If you haven’t already, check out the About the Author page where you can read a bit about my story of diagnosis and how I got to this point in my life.
Today, I want to talk about my struggles with body image.
I did not always have body image issues. I mean why would I? Up until I was 18, I was a size zero. My sisters even worried I had an eating disorder of some sort because I had become unusually thin. By the end of first year university, I was a size 5. Clothes didn’t fit like they used to.
“Oh great,” I thought. “Another case of Freshman 15.” By the end of third year, I was a size 12 and if you read my bio, it hit me hard.
I now am a
happy size 8 and I still look at numbers on the scale and sometimes, I cry about it. My weight fluctuates a lot. Some weeks are better than others. In addition to the medication I was on previously, I admit, I used to stress eat.
Last year, I tried the Whole 30 Program and honestly, I loved it. It was hard but I learned so much about food freedom from it.
This past year, I tried the 21 Day Fix. While I have mixed feelings about this one, the 30-minute accompanying workouts were amazing. I will write more about these two programs in a later blog.
I have made every excuse in the book not to work out. And I still feel that some of those reasons were justified. My lifestyle with school and commuting for work did not allow for even 30 minutes of working out. I would pack my bag, set out my clothes for the next day, and go to bed immediately after work since I was working 8am to 12am shifts with an hour commute on top of that. Then I worked at a place where I was commuting from city to city with no place to heat up my lunch so I would often eat out.

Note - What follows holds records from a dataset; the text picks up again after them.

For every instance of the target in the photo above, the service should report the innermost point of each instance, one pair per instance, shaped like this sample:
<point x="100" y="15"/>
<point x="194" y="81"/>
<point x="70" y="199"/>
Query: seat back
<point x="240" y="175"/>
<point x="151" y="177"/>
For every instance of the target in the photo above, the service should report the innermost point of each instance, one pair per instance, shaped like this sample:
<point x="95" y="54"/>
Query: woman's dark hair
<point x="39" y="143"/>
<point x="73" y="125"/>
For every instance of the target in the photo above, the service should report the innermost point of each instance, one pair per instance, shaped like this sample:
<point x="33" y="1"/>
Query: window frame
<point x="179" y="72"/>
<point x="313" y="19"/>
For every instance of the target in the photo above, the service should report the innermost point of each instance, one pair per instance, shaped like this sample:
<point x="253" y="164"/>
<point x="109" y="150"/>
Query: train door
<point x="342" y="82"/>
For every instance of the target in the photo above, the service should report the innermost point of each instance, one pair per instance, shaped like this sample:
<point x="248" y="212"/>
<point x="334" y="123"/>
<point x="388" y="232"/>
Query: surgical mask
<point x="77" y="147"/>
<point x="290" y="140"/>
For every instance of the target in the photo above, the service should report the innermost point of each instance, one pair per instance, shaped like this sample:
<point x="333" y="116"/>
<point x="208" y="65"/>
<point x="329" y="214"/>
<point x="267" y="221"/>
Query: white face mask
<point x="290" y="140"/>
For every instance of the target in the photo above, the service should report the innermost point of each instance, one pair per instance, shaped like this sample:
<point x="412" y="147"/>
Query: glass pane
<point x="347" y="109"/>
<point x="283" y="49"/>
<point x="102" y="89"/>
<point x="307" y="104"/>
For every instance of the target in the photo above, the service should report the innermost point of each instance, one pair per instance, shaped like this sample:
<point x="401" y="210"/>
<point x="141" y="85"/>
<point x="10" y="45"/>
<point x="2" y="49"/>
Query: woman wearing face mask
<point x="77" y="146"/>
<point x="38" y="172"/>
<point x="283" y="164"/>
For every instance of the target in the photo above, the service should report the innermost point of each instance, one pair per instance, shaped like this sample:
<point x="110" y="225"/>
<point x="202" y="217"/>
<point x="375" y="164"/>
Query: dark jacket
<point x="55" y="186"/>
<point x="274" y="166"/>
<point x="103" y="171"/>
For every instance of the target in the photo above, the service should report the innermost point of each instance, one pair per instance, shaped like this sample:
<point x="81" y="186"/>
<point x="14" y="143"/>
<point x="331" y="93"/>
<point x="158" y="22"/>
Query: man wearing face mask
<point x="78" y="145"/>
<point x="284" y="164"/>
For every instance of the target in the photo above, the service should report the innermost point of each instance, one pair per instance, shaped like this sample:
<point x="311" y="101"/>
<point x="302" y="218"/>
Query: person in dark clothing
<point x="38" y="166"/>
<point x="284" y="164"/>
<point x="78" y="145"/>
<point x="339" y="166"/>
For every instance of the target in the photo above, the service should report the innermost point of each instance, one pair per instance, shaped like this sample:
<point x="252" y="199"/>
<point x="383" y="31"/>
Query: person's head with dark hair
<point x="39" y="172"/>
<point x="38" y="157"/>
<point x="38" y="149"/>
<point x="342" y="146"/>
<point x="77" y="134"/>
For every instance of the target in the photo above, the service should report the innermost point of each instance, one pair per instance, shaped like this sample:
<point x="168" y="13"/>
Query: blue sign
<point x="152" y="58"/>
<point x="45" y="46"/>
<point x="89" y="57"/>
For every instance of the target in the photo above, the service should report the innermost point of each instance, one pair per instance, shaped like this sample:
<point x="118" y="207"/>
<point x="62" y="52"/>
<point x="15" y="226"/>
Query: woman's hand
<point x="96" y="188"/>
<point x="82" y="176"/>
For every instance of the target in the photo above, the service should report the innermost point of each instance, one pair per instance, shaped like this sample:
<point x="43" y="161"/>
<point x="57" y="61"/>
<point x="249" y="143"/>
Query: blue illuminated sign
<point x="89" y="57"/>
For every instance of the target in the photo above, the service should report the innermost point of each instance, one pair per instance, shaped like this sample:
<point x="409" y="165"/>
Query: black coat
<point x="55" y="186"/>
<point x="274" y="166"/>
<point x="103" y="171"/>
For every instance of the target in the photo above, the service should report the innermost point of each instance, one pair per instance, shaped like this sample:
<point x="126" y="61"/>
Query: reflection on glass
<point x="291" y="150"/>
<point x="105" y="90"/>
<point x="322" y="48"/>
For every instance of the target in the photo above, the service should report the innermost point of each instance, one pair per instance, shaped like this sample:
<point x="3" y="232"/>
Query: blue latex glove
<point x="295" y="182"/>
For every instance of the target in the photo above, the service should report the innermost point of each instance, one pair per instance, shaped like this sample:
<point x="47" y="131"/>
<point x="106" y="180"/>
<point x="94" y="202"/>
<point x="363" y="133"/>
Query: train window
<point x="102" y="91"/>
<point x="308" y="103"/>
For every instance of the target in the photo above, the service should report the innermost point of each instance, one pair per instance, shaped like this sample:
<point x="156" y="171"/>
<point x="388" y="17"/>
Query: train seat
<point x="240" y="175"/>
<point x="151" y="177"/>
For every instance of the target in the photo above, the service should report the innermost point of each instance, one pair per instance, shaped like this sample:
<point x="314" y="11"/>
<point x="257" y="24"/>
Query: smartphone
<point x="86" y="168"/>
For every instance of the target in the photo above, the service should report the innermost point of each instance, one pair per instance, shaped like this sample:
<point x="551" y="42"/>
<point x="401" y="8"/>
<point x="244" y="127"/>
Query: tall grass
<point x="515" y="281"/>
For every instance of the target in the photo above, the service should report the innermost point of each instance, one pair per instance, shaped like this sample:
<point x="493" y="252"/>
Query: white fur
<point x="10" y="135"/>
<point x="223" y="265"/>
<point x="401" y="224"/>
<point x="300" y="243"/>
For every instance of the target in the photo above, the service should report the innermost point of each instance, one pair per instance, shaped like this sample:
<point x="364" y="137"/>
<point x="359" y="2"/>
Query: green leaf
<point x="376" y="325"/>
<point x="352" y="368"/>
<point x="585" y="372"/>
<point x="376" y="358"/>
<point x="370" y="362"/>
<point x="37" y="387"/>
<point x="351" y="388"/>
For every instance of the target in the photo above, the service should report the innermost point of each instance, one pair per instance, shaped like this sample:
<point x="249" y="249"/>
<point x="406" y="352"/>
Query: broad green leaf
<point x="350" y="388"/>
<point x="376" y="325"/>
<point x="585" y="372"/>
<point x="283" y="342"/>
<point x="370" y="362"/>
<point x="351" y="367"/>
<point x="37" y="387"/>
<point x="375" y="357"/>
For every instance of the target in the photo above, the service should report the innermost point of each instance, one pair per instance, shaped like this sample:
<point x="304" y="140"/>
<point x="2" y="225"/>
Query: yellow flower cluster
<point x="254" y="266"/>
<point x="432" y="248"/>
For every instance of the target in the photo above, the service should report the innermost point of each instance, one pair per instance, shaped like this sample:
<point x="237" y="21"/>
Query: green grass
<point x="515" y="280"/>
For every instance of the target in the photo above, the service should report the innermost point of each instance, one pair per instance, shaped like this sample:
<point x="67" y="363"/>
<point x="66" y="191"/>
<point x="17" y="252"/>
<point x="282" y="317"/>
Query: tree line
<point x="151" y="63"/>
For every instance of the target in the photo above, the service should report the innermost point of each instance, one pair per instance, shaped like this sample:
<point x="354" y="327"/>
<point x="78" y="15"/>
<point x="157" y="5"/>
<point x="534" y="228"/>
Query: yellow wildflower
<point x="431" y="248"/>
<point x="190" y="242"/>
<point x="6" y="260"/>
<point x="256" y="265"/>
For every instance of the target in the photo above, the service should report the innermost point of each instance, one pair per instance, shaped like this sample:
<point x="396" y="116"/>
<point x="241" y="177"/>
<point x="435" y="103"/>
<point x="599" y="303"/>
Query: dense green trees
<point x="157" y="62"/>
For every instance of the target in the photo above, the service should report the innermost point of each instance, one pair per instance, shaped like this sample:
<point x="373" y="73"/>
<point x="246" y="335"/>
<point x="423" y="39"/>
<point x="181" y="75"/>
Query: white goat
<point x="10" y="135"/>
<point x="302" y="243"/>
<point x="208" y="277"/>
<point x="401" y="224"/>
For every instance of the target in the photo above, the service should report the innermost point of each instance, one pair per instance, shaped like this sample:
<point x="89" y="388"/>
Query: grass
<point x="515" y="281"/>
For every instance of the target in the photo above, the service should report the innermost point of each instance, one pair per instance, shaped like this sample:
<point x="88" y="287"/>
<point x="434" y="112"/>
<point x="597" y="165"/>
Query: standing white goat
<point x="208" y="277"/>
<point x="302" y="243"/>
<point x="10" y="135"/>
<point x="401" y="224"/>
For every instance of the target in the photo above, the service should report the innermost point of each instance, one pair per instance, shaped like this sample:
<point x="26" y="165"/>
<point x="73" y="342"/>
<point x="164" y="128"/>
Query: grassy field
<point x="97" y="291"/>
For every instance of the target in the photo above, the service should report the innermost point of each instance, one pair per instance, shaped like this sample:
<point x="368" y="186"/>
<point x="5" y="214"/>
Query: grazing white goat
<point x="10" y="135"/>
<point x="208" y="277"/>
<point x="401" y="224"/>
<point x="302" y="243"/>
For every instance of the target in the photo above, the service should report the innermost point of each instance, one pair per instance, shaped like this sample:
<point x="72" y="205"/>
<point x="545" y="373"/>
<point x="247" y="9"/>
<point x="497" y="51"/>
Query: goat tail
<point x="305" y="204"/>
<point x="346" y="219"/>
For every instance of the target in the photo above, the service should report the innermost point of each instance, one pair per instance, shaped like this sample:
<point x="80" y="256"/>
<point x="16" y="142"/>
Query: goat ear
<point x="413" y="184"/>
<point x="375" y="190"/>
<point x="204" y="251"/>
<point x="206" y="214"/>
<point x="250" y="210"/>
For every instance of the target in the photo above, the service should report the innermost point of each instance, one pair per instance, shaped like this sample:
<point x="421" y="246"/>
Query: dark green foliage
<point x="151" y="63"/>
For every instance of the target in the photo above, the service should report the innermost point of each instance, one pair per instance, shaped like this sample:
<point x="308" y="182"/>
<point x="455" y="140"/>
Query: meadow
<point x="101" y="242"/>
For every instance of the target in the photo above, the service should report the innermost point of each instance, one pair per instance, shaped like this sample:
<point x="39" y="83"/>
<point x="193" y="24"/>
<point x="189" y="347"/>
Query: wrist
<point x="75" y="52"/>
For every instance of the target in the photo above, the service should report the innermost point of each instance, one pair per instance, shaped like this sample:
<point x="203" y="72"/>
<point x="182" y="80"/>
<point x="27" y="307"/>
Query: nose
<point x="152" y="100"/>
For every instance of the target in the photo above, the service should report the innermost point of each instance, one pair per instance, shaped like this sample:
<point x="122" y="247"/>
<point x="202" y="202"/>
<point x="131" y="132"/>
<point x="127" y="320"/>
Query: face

Life has slowed down since then. I now happily work closer to home at a job where I can bring my lunch and eat it on-site. I have made more of a conscious effort to meal prep healthier meals.
However, sometimes when I look in the mirror, I hate what I see – especially my mid-section. But I’m now doing the best I can to work harder towards learning to love my body for what it is. I am currently doing a 31 Day Yoga Challenge to both give me 30 minutes of physical activity a day and to bring together the mind-body connection. Rather than obsess over numbers on a scale, I look at how clothes fit me better. It isn’t easy, but I am determined to reach my goals and fall back in love with my physical self.